The Directive demands the exchange of information on investors’ accounts or, initially, a withholding tax on the interest earnings of non-residents. The withholding tax ‘transitional period’ is forecast to be up to 2011, by which point the EU hopes that all Member States and jurisdictions will apply automatic exchange of information.
G20 agree to harmonised tax information sharing initiative
The G20 group of major industrialised nations and emerging economies recently rubber-stamped an initiative aimed at standardising the exchange of tax information across national borders.
The agreement, reached at the G20 summit in Berlin, means that all governments will adopt the standard OECD protocol when exchanging information on tax matters, a move that German Finance Minister, Hans Eichel, declared was a “big step forward” in the fight against harmful tax practices.
A joint communiqué released by the group of G20 governments, which is currently chaired by Germany, stated that: “We reaffirmed our commitment to fight the abuse of the international financial system in all forms.” It continued: “To this end, we have committed ourselves to the high standards of transparency and exchange of information for tax purposes that have been developed by the OECD’s Committee on Fiscal Affairs as set out in the attached statement.”
The statement went on to add that effective exchange of information will be conducted through legal mechanisms such as bilateral treaties, and urged jurisdictions outside of the OECD to “follow our lead and take necessary steps” to allow access to banking and entity ownership information.
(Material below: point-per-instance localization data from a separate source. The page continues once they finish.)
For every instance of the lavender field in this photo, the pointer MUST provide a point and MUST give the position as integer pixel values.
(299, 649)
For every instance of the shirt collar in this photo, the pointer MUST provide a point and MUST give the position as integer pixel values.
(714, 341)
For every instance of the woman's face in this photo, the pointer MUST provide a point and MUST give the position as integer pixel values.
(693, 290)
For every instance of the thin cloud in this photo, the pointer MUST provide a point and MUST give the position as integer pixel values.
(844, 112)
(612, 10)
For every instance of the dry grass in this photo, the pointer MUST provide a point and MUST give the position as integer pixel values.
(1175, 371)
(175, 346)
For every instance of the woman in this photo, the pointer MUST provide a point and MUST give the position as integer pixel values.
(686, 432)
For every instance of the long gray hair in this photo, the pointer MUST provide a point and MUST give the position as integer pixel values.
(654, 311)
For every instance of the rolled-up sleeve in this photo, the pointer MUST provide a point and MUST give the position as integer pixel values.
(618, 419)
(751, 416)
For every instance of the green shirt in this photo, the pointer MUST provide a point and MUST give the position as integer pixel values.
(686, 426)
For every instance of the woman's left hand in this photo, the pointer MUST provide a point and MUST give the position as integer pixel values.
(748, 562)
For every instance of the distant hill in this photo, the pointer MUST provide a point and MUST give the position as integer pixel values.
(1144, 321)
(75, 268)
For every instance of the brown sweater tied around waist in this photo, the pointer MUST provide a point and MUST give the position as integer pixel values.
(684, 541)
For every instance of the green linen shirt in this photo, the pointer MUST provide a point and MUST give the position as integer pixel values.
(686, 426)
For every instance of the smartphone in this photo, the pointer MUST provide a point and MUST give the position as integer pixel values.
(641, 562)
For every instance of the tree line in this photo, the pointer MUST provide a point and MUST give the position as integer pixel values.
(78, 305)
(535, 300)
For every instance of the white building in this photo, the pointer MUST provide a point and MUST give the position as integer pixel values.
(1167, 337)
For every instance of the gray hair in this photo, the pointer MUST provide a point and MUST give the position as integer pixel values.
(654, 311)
In addition to the G7 group of nations, the G20 includes Argentina, Australia, Brazil, China, India, Indonesia, South Korea, Mexico, Russia, Saudi Arabia, South Africa and Turkey.
Incoming EU tax chief supports company tax base harmonisation
The European Union’s Tax Commissioner-in-waiting, Laszlo Kovacs, revealed recently that he is in favour of harmonising the corporate tax base across the union, although he rejected a proposal supported by the French and Germans for more centralised setting of tax rates.
Speaking at his confirmation hearing in the European Parliament, Kovacs stated that the creation of a uniform system for the calculation of corporate tax “would eliminate the current cross-border company tax problems such as double taxation.” However, the former Hungarian foreign minister stopped short of advocating the placing of more control over tax rates in the hands of the Commission, arguing that “fiscal competition is not damaging as such.”
“I support a degree of tax competition between member states. I do not see a need for community action on corporate tax rates,” he commented, referring to complaints from France and Germany that large corporate tax cuts in the new member states of Eastern Europe amount to unfair tax competition.
Responding to Franco-German fears that the widening east-west tax gulf will lead to falling levels of investment, Kovacs argued that the corporate tax rate is not the overriding factor in a company’s decision to invest abroad.
“Movements (by companies) are not generated by tax levels,” he told parliament. “Taxation is only one of the determinants of investment decisions,” he added.